A cupcake cap wearer explained to me that there were some valid reasons for wearing the cap on the back of the head and parallel to the face. It seems that she had the had the unfortunate experience of having her top of the head cupcake cap fall off at inappropriate times such as during clinical procedures like dressing changes or catheterizations. If the cap was positioned on the back of the head it could not fall off onto the wound or get dunked in a bedpan. Another reason for the back of the head positioning was to help prevent bumping into overhead traction or ceiling mounted IV racks.

There were various permutations of the cupcake cap ranging from the beautiful domed Bellvue cupcake to a flat sort of pancake style cupcake. Some schools even got fancy and added a black band to the cupcake. This frilly banded cupcake is really over the top. A nurse wearing a cap like this really commanded respect and was probably quick to put a foolish folded flat capped nurse in her place. I don't think I would put up much of an argument with a nurse wearing a banded cupcake.

 It looks like this black band even has an elastic-like quality to it that would hold it in place. Often times with the folded flat cap nurses  would have to add a thin bead of Surgiube or Lubafax to the band to hold it in place. This trick worked every time.

One of problems encountered with the cupcake was  how to secure it to your head. White bobby pins worked well with the folded flat, but would distort the symmetry of a cupcake cap.  Bobby pins were really noticeable on the cupcake cap and  messed up the aesthetics. The short rimmed cupcakes ( actually pancakes) even lacked enough surface area for the bobby pin.

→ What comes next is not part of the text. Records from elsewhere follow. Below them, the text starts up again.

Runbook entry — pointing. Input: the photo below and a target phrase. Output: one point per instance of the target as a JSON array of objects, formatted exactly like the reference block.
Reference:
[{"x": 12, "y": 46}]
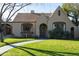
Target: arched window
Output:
[{"x": 59, "y": 25}]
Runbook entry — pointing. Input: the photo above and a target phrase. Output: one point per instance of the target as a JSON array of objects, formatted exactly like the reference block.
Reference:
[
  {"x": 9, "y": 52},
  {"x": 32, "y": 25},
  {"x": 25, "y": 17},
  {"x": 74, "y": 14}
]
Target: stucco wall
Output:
[
  {"x": 42, "y": 20},
  {"x": 16, "y": 29}
]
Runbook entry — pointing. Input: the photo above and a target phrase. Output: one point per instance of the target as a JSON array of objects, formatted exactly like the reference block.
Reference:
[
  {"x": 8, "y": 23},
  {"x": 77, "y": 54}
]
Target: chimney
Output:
[{"x": 32, "y": 11}]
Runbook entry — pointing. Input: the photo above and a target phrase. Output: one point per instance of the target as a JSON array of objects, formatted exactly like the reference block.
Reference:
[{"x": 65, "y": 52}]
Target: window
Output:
[
  {"x": 58, "y": 12},
  {"x": 27, "y": 27},
  {"x": 59, "y": 25}
]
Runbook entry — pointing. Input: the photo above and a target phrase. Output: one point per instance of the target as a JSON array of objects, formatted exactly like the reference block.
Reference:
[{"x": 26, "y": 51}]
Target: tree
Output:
[
  {"x": 12, "y": 9},
  {"x": 72, "y": 10}
]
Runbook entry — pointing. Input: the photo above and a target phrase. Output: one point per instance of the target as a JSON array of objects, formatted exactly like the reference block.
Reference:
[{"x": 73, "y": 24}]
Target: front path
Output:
[{"x": 8, "y": 47}]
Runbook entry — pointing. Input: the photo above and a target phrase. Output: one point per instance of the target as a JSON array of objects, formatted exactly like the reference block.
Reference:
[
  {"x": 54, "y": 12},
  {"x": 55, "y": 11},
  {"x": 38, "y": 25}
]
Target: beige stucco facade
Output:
[{"x": 42, "y": 19}]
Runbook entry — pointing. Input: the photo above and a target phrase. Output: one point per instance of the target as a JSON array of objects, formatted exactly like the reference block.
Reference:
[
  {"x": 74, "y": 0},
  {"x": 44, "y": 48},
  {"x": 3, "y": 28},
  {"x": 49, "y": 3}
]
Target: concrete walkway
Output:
[{"x": 8, "y": 47}]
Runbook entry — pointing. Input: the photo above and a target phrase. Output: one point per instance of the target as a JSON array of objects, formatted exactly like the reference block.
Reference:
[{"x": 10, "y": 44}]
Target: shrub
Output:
[{"x": 59, "y": 34}]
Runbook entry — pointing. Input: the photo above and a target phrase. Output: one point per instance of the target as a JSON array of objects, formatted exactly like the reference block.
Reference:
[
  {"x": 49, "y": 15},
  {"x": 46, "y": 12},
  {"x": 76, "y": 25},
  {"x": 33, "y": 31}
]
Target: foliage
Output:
[
  {"x": 72, "y": 10},
  {"x": 15, "y": 40}
]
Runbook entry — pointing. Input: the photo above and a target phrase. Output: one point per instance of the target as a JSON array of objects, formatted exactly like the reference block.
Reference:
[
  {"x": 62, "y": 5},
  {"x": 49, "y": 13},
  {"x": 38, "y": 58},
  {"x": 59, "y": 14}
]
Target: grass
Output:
[
  {"x": 14, "y": 40},
  {"x": 47, "y": 48}
]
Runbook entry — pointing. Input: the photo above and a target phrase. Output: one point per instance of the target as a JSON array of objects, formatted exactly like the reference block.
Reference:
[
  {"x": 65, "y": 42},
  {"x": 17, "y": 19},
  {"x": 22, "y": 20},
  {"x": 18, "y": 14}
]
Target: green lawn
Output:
[
  {"x": 47, "y": 48},
  {"x": 14, "y": 40}
]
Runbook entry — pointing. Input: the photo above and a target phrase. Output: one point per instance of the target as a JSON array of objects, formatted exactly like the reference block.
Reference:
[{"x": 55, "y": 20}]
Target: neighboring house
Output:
[{"x": 39, "y": 24}]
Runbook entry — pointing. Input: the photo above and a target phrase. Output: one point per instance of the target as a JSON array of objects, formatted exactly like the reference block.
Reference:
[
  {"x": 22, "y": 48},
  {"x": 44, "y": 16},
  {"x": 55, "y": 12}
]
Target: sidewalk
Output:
[{"x": 8, "y": 47}]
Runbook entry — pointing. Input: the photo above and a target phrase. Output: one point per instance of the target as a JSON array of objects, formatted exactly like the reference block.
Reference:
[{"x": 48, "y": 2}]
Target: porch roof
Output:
[{"x": 28, "y": 17}]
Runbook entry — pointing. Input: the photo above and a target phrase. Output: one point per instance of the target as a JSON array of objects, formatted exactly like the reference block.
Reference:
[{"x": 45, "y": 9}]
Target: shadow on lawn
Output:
[{"x": 51, "y": 53}]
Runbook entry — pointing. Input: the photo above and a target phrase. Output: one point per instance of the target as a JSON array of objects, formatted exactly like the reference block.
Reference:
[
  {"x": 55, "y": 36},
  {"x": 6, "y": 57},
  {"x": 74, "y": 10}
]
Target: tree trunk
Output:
[{"x": 1, "y": 32}]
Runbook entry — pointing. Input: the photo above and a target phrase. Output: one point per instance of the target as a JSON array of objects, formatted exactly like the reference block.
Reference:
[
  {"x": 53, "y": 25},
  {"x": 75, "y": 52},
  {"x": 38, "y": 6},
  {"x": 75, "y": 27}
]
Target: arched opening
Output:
[
  {"x": 43, "y": 30},
  {"x": 26, "y": 29},
  {"x": 7, "y": 29},
  {"x": 72, "y": 32}
]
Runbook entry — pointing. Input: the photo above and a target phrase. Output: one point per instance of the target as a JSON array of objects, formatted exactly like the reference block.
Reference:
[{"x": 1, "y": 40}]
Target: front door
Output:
[{"x": 43, "y": 30}]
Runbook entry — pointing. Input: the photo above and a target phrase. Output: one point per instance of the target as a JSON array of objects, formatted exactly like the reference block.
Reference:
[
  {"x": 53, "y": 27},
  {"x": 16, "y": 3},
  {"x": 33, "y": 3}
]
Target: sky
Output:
[
  {"x": 37, "y": 7},
  {"x": 41, "y": 7}
]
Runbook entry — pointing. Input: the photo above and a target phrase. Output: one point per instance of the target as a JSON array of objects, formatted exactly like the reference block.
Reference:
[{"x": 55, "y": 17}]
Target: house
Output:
[{"x": 39, "y": 24}]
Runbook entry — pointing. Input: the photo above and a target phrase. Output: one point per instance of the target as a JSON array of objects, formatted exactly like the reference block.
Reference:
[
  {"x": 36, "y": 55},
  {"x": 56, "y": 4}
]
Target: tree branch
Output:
[
  {"x": 18, "y": 10},
  {"x": 11, "y": 12}
]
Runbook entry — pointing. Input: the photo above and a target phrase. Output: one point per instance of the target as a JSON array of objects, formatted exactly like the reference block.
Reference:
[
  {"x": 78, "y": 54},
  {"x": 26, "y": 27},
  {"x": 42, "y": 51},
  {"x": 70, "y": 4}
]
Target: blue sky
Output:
[{"x": 41, "y": 7}]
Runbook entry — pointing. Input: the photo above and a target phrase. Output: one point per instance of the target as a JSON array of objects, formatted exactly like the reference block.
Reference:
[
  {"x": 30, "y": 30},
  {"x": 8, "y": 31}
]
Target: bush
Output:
[{"x": 59, "y": 34}]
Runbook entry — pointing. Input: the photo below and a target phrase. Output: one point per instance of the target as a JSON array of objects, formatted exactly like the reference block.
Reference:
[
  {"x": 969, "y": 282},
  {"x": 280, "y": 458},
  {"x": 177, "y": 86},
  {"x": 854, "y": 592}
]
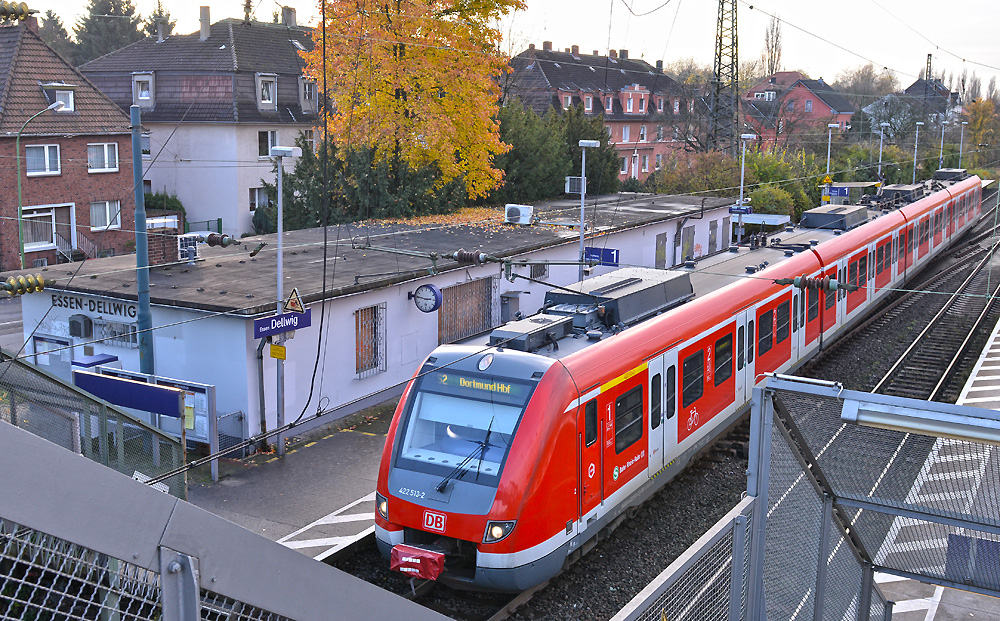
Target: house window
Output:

This problem was easily resolved with the use of a "brain patch" which was a square piece of cotton slightly smaller than the diameter of the cupcake. A square piece of Telfa also worked well as a brain patch. The brain patch was secured to the hair with bobby pins and then a long white hat pin was threaded through the cupcake under a corner of the brain patch.  The long pins were usually threaded on both sides of the cap to secure it. The cupcake below is shown  with the pin to secure it under the brain patch.

We were never permitted to wear nursing caps unless on duty in the hospital. This required wearers of the folded flat caps to use unwieldy cap carriers. Cap carriers always littered the break rooms and sometimes would provoke an argument if you picked up the wrong one. Nursing caps frequently were heavily scented with cigarette smoke and other unsavory hospital smells. It was not prudent to go around sniffing caps or cap carriers.

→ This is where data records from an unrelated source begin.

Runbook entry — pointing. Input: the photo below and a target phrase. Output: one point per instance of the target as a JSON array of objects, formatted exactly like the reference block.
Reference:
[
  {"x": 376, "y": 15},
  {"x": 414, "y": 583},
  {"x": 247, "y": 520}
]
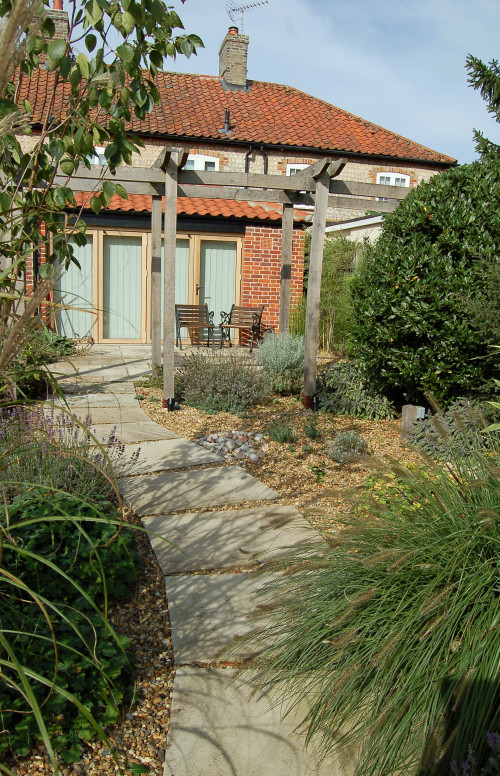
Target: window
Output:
[
  {"x": 291, "y": 169},
  {"x": 201, "y": 162},
  {"x": 392, "y": 179},
  {"x": 98, "y": 157}
]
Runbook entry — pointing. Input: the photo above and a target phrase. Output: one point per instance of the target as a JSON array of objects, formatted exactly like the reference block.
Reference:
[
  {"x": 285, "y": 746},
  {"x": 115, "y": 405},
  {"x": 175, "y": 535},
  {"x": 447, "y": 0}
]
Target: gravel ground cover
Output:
[
  {"x": 302, "y": 472},
  {"x": 304, "y": 475}
]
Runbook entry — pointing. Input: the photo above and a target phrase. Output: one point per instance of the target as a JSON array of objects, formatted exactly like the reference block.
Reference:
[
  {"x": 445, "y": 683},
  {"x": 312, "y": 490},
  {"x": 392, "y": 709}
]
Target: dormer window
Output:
[
  {"x": 98, "y": 157},
  {"x": 392, "y": 179},
  {"x": 291, "y": 169},
  {"x": 202, "y": 162}
]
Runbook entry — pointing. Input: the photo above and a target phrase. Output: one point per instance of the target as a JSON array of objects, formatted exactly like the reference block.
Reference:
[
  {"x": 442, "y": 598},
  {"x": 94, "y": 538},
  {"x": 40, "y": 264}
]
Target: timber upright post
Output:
[
  {"x": 286, "y": 267},
  {"x": 155, "y": 285},
  {"x": 170, "y": 229},
  {"x": 314, "y": 281}
]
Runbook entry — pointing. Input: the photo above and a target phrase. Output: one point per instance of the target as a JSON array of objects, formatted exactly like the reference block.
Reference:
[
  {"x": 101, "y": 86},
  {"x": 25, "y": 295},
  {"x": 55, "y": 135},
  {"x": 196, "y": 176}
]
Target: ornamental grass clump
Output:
[
  {"x": 282, "y": 359},
  {"x": 222, "y": 382},
  {"x": 392, "y": 633}
]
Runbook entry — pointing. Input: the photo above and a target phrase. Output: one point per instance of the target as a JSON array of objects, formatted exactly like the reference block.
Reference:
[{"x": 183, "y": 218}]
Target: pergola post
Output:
[
  {"x": 155, "y": 285},
  {"x": 286, "y": 267},
  {"x": 314, "y": 286},
  {"x": 170, "y": 229}
]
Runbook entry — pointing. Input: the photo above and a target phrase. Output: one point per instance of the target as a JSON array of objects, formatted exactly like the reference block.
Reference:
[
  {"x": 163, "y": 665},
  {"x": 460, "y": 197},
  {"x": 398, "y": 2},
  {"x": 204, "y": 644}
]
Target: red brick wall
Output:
[{"x": 261, "y": 270}]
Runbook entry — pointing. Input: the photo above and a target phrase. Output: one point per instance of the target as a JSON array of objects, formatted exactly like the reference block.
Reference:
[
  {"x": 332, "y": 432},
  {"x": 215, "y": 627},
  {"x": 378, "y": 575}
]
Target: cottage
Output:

Cup cakes often had the advantage over folded flats when it came to these transport issues. Some of the less fancy ones could be flattened and easily carried without the use of a cap carrier.

It seems to me like about the mid 1970's nurses started looking for reasons to abandon their caps. Orthopedic nurses claimed that caps were always in the way because of overhead traction apparatus, ICU nurses complained about ceiling mounted IV racks, and psych nurses claimed that caps intimidated their patients. By the mid 1980's cap wearing was made optional at many facilities and in the mid 90's, I think caps disappeared for good. I think what really did the cap in was an attitude issue on the part of nurses. Diploma nurses were socialized into believing the cap was the ultimate reward a nurse could receive; more important than even fiscal consideration. This was a real boon to hospital administrators with payroll cost. Caps were relatively cheap. Nurses began to realize a cap did not really help them buy food or housing and began receiving fair wages. Young nurses thought caps represented a servitude mentality which they probably did.  A whippersnapperrn once summed up nurses caps nicely saying "respect the nurse cap , heck yes - wear a nurses cap, hell no."